AR and PI3K/AKT in Prostate Cancer: A Tale of Two Interconnected Pathways

Abstract

Prostate cancer (PCa) is the most common cancer in men. The androgen receptor (AR) has a pivotal role in the pathogenesis and progression of PCa. Many therapies targeting AR signaling have been developed over the years. AR signaling inhibitors (ARSIs), including androgen synthesis inhibitors and AR antagonists, have proven to be effective in castration-sensitive PCa (CSPC) and improve survival, but men with castration-resistant PCa (CRPC) continue to have a poor prognosis. Despite a good initial response, drug resistance develops in almost all patients with metastatic CRPC, and ARSIs are no longer effective. Several mechanisms confer resistance to ARSI and include AR mutations but also hyperactivation of other pathways, such as PI3K/AKT/mTOR. This pathway controls key cellular processes, including proliferation and tumor progression, and it is the most frequently deregulated pathway in human cancers. A significant interaction between AR and the PI3K/AKT/mTOR signaling pathway has been shown in PCa. This review centers on the current scene of different AR and PI3K signaling pathway inhibitors, either as monotherapy or in combination treatments in PCa, and the treatment outcomes involved in both preclinical and clinical trials. A PubMed-based literature search was conducted up to November 2022. The most relevant and recent articles were selected to provide essential information and current evidence on the crosstalk between AR and the PI3K signaling pathways. The ClinicalTrials.gov registry was used to report information about clinical studies and their results using the Advanced research tool, filtering for disease and target.

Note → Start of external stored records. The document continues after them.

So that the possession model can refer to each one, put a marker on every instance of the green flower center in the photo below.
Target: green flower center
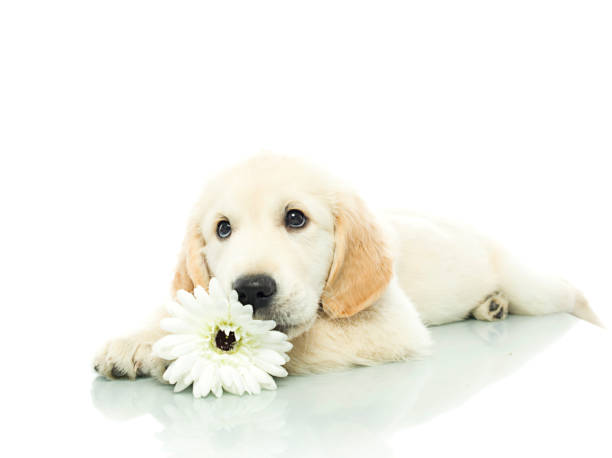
(225, 341)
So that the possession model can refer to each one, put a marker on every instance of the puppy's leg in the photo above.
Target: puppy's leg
(493, 308)
(132, 356)
(532, 293)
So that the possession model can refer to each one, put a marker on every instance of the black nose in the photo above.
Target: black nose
(256, 290)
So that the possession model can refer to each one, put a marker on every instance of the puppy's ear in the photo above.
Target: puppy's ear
(192, 269)
(361, 267)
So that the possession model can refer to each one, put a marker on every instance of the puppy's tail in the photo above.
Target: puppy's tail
(583, 310)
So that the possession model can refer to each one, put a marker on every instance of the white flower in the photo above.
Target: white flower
(215, 344)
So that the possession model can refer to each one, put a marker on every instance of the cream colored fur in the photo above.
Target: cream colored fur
(354, 288)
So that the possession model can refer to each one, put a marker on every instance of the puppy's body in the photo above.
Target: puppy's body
(351, 287)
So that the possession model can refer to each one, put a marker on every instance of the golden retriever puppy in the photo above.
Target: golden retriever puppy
(347, 286)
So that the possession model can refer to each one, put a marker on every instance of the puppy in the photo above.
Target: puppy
(347, 286)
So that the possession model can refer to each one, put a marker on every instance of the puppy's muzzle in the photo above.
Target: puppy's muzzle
(257, 290)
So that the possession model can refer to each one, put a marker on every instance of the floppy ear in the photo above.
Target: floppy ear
(361, 267)
(192, 269)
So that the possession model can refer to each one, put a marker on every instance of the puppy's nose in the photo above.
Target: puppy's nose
(256, 290)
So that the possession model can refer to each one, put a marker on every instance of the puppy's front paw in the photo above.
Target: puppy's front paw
(493, 308)
(129, 358)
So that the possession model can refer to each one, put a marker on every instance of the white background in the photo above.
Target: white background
(112, 115)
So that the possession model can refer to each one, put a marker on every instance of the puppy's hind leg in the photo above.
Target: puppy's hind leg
(493, 308)
(530, 292)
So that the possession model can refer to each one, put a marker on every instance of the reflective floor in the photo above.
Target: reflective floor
(541, 383)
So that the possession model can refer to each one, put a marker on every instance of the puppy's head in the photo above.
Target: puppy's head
(289, 240)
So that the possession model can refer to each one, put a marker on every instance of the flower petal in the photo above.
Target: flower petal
(262, 378)
(177, 325)
(269, 356)
(164, 347)
(251, 384)
(203, 382)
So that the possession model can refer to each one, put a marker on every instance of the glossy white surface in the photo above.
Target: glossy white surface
(525, 386)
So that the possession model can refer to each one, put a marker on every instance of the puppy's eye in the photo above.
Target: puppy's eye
(224, 229)
(295, 219)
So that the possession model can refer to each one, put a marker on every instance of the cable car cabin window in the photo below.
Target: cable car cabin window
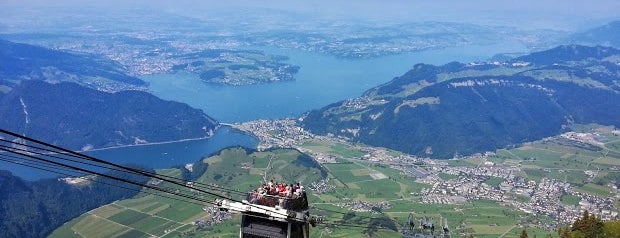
(256, 226)
(296, 230)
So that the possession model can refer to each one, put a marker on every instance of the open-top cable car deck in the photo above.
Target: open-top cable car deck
(272, 215)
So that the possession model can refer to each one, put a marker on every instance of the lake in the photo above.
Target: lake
(163, 155)
(322, 79)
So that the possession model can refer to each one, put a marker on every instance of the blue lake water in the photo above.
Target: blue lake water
(163, 155)
(322, 80)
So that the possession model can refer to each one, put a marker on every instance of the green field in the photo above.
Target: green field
(355, 180)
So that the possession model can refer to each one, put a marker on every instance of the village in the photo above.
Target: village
(452, 184)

Keywords: PI3K/AKT/mTOR; PTEN; androgen receptor signaling; combination therapy; prostate cancer.

Figure 1

Crosstalk between PI3K/AKT/mTOR and AR signaling pathways. The two signaling pathways are closely connected and regulated according to a reciprocal feedback mechanism. AR inhibition reduces FKBP5 levels, inhibiting PHLPP-mediated suppression of AKT, thereby activating AKT. Activation of AKT then generates upregulation of AR by several mechanisms, including direct phosphorylation of AR and nuclear exclusion of FOXO1. AKT: protein kinase B; AR: androgen receptor; ARE: androgen response element; FKBP5: FK506 binding protein 5; FOXO1: forkhead box transcription factor 1; GPCR: G-protein coupled receptor; mTOR: mammalian target of rapamycin; PIP3: phosphatidylinositol-3,4,5-triphosphate; PHLPP: PH domain of leucine repeat sequence-rich phosphatase; PSA: prostate-specific antigen; PTEN: phosphatase and tensin homolog; RTK: receptor tyrosine kinase.